The book gives a complete story of Mitchell as a person and as a scientist. His various illnesses took their toll. He had gastric ulcers from time to time, during which he was forced to stay away from work. He became deaf, and he suffered from a botched surgical procedure in 1972 that was performed to alleviate this problem. As a result of the operation, he developed intermittent vertigo, or dizziness, and he had noises in his ears that made sleep difficult. He also suffered a nervous breakdown—called hysterical dissociation—in 1977.
His dalliances are chronicled, but he was able to put such matters out of his mind. Some 10 years after the divorce from his first wife, Eileen, he attended the wedding of their daughter, and he noticed a woman who looked familiar. He asked whether he knew her, and she replied, “Yes, I was your first wife!”
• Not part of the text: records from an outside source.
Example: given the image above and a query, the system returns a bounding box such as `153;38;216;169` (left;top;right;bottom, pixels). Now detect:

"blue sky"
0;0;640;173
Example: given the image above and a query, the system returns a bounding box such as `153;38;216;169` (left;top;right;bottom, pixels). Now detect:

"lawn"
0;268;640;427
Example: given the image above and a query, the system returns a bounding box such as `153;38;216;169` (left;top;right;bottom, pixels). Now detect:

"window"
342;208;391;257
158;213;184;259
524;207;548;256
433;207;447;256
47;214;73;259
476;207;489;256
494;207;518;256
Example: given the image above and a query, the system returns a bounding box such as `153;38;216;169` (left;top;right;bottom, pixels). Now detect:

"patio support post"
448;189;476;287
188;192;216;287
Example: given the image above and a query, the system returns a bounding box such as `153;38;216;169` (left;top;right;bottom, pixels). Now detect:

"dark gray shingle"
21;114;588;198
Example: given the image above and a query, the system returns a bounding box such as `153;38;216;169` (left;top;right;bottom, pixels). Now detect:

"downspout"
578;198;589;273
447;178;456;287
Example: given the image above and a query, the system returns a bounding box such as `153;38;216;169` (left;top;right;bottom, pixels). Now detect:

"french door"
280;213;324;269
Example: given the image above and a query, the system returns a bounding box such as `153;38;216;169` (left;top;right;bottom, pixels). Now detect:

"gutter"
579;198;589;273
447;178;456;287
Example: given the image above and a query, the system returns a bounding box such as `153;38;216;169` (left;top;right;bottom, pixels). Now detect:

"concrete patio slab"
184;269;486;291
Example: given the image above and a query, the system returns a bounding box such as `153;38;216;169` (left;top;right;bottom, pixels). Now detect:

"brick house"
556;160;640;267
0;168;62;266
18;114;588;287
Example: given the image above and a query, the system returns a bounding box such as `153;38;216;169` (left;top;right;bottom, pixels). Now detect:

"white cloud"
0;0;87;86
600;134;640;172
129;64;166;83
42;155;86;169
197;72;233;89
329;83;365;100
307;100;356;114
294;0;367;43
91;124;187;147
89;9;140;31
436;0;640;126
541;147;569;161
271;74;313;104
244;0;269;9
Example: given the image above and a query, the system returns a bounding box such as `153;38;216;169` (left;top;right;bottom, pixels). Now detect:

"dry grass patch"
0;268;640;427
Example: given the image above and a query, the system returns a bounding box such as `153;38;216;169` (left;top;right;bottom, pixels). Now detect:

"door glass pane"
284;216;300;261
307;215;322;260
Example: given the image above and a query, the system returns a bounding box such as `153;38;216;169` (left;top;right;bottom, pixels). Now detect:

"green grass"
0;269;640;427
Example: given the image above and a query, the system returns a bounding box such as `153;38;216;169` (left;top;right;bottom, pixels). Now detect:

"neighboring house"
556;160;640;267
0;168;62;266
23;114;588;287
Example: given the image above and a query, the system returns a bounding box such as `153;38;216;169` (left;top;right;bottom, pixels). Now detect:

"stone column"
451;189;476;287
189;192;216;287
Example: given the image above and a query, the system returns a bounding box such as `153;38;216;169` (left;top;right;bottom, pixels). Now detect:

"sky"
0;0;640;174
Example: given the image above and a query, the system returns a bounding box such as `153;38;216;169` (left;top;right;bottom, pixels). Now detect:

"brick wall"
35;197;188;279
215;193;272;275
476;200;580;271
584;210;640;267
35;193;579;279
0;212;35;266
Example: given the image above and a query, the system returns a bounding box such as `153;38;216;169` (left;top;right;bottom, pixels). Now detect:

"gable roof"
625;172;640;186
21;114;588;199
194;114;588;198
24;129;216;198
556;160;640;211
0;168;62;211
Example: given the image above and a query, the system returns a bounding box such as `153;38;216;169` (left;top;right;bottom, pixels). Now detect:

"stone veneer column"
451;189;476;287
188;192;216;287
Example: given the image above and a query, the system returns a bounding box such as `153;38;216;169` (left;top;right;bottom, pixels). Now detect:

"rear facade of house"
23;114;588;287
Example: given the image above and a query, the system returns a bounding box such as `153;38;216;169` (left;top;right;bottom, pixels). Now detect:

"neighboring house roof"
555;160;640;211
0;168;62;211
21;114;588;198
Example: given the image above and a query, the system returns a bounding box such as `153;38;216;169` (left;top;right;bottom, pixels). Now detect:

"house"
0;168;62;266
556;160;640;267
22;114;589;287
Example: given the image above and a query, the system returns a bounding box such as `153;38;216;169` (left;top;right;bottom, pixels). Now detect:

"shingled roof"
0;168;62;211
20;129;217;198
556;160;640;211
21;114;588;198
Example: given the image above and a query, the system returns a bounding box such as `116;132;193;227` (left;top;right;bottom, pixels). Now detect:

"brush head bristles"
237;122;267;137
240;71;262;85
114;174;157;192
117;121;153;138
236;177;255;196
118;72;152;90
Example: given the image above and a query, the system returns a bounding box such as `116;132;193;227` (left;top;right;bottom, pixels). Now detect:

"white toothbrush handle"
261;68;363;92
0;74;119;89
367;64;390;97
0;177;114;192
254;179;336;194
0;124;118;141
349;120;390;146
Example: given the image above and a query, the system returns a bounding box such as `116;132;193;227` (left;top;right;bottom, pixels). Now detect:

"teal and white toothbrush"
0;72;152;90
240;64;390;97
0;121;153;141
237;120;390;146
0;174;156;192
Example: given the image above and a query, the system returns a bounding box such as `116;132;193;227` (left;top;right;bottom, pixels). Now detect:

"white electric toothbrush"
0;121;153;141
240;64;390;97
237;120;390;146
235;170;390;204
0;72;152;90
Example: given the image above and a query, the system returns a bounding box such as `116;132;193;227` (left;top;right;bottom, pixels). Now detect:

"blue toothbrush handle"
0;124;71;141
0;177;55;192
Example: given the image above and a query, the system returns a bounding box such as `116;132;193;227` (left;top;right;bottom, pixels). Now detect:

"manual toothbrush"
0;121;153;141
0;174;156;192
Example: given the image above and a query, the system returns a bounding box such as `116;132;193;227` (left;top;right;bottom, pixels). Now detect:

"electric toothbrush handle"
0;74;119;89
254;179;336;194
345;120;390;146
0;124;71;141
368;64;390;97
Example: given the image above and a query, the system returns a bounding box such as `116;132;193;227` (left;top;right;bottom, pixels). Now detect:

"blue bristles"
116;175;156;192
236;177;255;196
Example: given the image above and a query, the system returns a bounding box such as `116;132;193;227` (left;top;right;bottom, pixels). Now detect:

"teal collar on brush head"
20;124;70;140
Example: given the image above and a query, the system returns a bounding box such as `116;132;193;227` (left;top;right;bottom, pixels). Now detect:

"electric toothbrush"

In this engaging and thoughtful book, the authors describe the personality and idiosyncrasies of Mitchell in an even-handed fashion. They have done a superb job in tracing the development and eventual acceptance of the chemiosmotic theory by the scientific community. This biography is informative and can be read profitably by undergraduate students, “mitochondriacs,” and scientists of all persuasions. This book also is highly recommended for those with an interest in bioenergetics.